António Vitorino desistiu da corrida para a norte-americana Amy Pope, que até agora era "número 2" da OIM, após ter sido derrotado na primeira votação.
Em declarações à Renascença, António Martins da Cruz aponta diversas razões para este desfecho e lembra, por exemplo, que o último primeiro-ministro português a ser recebido na Casa Branca foi Durão Barroso, há 20 anos.
Deve servir de lição para a politica externa portuguesa, o antigo ministro dos Negócios Estrangeiros, e "é preciso acionar os canais de diálogo entre Portugal e os EUA ao mais alto nível”.

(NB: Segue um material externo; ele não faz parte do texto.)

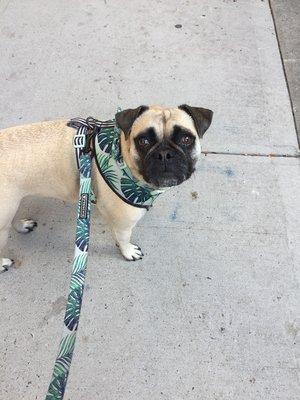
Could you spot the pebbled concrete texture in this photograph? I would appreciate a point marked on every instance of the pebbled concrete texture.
(212, 312)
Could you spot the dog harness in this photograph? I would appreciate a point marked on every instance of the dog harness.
(110, 163)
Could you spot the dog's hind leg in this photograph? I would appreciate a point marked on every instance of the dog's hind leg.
(9, 203)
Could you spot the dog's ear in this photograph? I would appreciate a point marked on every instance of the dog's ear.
(201, 116)
(126, 118)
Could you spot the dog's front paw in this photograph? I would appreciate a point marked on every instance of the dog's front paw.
(5, 263)
(25, 225)
(131, 252)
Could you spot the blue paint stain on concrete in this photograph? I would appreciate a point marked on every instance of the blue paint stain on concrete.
(173, 214)
(228, 171)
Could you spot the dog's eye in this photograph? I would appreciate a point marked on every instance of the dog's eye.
(186, 140)
(143, 142)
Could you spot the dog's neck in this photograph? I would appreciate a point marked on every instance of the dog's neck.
(125, 149)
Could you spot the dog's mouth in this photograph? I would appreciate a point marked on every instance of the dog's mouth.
(165, 180)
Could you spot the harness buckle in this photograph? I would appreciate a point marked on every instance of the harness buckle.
(80, 141)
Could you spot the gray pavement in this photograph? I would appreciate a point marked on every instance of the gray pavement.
(286, 15)
(212, 312)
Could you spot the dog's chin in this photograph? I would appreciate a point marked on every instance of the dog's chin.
(165, 181)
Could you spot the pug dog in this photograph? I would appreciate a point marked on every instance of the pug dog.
(159, 145)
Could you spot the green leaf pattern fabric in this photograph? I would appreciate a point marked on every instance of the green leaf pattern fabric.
(115, 172)
(59, 378)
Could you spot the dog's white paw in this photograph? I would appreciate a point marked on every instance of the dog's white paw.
(25, 225)
(5, 263)
(131, 252)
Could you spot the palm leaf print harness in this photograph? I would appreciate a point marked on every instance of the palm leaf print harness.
(106, 149)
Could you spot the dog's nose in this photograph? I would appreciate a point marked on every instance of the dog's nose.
(163, 155)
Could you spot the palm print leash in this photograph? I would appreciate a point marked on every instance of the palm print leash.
(105, 136)
(62, 365)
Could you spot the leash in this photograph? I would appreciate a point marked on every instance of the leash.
(56, 390)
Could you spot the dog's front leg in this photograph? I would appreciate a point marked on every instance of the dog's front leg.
(131, 252)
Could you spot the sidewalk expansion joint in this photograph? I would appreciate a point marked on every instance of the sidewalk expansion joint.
(226, 153)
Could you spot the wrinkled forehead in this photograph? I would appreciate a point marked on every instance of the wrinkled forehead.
(163, 121)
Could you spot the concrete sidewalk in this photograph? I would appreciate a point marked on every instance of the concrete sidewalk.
(212, 311)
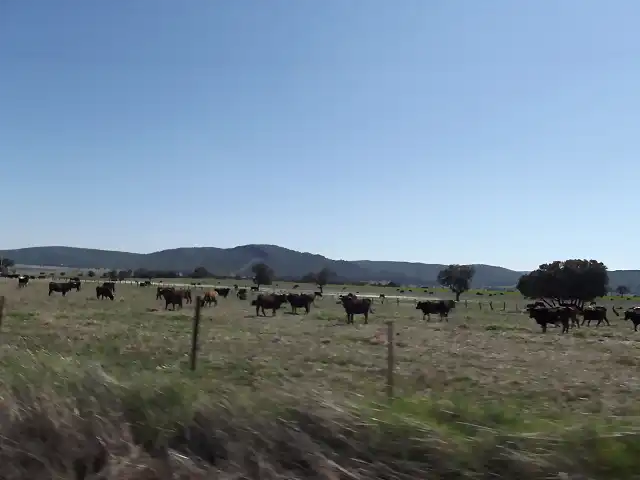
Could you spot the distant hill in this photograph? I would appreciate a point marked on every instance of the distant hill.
(286, 263)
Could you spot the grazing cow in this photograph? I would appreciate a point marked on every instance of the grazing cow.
(209, 298)
(356, 306)
(160, 291)
(104, 292)
(171, 297)
(186, 294)
(302, 300)
(552, 315)
(271, 302)
(223, 292)
(441, 307)
(594, 312)
(62, 287)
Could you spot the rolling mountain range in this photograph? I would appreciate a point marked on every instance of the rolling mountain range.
(288, 264)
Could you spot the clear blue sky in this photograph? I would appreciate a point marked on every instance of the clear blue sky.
(502, 132)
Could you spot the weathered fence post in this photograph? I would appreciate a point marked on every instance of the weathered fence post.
(1, 310)
(194, 334)
(390, 360)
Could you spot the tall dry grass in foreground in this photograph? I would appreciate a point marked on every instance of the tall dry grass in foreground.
(71, 422)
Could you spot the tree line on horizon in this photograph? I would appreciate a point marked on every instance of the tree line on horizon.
(572, 281)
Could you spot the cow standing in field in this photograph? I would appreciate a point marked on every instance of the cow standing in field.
(62, 287)
(209, 298)
(271, 302)
(223, 292)
(441, 307)
(303, 300)
(594, 312)
(104, 292)
(553, 315)
(356, 306)
(171, 297)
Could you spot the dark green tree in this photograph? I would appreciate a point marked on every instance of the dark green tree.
(569, 282)
(457, 278)
(262, 274)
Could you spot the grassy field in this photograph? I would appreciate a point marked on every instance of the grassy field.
(303, 396)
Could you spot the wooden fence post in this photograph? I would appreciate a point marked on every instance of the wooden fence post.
(390, 359)
(194, 334)
(1, 310)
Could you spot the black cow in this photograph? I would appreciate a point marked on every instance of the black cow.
(160, 291)
(223, 292)
(271, 302)
(74, 284)
(171, 297)
(356, 306)
(62, 287)
(104, 292)
(552, 315)
(441, 307)
(302, 300)
(633, 314)
(594, 312)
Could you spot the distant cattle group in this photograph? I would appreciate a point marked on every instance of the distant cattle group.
(545, 314)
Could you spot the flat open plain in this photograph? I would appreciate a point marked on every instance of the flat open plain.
(484, 373)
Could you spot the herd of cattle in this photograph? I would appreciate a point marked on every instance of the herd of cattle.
(565, 316)
(568, 315)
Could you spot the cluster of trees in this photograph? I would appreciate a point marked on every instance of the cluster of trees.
(574, 282)
(560, 282)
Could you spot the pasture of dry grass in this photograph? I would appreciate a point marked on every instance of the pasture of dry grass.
(302, 396)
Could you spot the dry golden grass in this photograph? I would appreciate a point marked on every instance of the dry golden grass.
(302, 396)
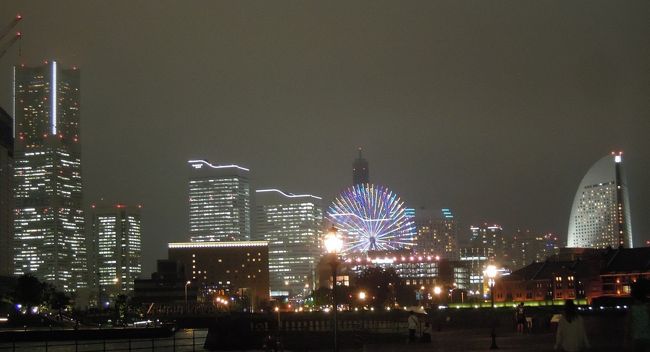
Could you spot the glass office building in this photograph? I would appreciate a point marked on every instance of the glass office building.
(600, 215)
(49, 239)
(219, 202)
(292, 225)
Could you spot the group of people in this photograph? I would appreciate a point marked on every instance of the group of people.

Por que é que António Vitorino falhou a reeleição para a liderança da Organização Internacional para as Migrações (OIM)?
A desistência do Dr. António Vitorino é uma consequência do resultado da primeira volta das eleições. É uma pena, para Portugal, para a projeção de Portugal no mundo, que o Dr. Vitorino não tenha conseguido renovar o seu mandato.
Mas porquê? António Vitorino tinha o apoio do Governo português. A norte-americana Amy Pope era uma candidata fortíssima, mas era número dois de António Vitorino na organização.
Era a número dois e os Estados Unidos mexeram-se. Os EUA são um contribuinte muito importante para esta organização. Aliás, a larguíssima maioria dos secretários-gerais foram sempre americanos, com duas exceções, e o Dr. Vitorino é uma delas.
Isto também significa que, por um lado, não houve um apoio sólido da parte dos 27 países da União Europeia e, por outro, falharam igualmente apoios do chamado “Sul global”. Ou seja, apesar do antigo ministro dos Negócios Estrangeiros angolano – o senhor Chicoti - ter garantido o apoio dos países do Sul, dos países da África, Caraíbas e Pacífico... não se conseguiu esse voto.
Percebe-se bem a força da candidata norte-americana, mas o normal seria, se calhar, que os Estados Unidos viabilizassem um segundo mandato de António Vitorino. O normal seria cumprir os dois mandatos.
É verdade. Nas Nações Unidas, e eu estive seis anos em Genebra, nas Nações Unidas, é normal quando o primeiro mandato corre bem que exista uma reeleição.
Significa isso que o mandato de António Vitorino terá corrido mal de alguma forma?
Não. Eu acho que correu bem. O Dr. Vitorino, aliás, foi muito ativo, sobretudo agora na última fase, devido aos refugiados e às imigrações provocadas pelo conflito na Ucrânia. Mas, aqui, o que apareceu foi a força dos Estados Unidos.
O que eu lamento, o que eu penso que faltou aqui foi um diálogo prévio entre Lisboa e Washington. Esta “não vitória” do Dr. Vitorino é uma lição que nós devemos tirar para a política externa portuguesa. É preciso melhorar os canais de diálogo entre Lisboa e Washington.
Por alguma razão o chefe de Governo espanhol, o Sr. Sanches, esteve em Washington na semana passada. O último primeiro-ministro [português] que esteve em Washington foi em 2003, o Dr. Durão Barroso. Há 20 anos que não vai um primeiro-ministro português a Washington.
Isto não é nenhuma crítica, é simplesmente um relembrar que é preciso acionar os canais diplomáticos entre Portugal e os Estados Unidos ao mais alto nível.